ペレルマン氏「自分の証明正しければ賞不要」

2006年08月22日23時09分

 スペイン主要紙エルパイスは22日、米誌ニューヨーカーがペレルマン氏に行ったインタビュー内容を報じた。その中で同氏はフィールズ賞を断った理由を「自分の証明が正しければ賞は必要ない」と説明。現在の数学界や、有名になって注目される境遇に嫌気がさした気持ちを吐露した。

 ペレルマン氏は昨年12月、サンクトペテルブルクステクロフ数学研究所を辞めた後は研究の世界から姿を消し、他の研究者との連絡もほとんど絶っていた。

 「私は数学界から引退した。もうプロの数学者ではない」と言明。
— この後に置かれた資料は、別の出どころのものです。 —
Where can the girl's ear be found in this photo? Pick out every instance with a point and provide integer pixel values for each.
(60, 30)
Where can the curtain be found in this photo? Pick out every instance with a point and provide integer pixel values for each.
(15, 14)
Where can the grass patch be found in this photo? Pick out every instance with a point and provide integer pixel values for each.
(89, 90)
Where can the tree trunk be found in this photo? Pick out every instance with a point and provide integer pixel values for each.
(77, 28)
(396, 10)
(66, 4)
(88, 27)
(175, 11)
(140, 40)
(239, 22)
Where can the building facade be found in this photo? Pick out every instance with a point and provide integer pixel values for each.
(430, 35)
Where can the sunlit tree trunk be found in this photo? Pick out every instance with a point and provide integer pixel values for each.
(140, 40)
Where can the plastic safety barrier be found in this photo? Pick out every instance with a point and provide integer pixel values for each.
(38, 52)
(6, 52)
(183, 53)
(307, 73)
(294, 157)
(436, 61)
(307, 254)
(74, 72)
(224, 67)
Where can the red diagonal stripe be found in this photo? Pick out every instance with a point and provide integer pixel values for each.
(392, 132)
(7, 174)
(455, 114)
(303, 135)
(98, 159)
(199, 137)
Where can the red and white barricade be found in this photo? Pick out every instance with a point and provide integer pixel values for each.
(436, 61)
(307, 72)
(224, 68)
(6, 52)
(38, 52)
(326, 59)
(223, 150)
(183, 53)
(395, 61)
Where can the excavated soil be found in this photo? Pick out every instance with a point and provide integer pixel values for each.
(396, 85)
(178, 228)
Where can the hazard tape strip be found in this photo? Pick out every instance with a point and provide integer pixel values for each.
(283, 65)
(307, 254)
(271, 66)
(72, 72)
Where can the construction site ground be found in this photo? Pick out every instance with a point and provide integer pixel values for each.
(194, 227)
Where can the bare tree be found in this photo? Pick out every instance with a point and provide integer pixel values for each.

その理由として、「有名でなかった頃は(数学者の職業について)何を言っても大丈夫だったが、有名になると何も言えなくなってしまう。だから数学を離れざるをえなかった」などと述べた。

 同氏が論文を発表した後、それに基づき他の数学者が発表した論文に対し「自分にはどんな新しい貢献なのかはっきりしない」と不快感を表明。自分の研究を土台にした業績合戦が繰り広げられる状況になじめない気持ちを示唆した。

 同氏は現在無職で、サンクトペテルブルクの郊外で母親と生活。わずかな貯金と元数学教師の母親の年金だけが生活の糧で、「(授賞式が開かれる)マドリードに行く費用もない」という。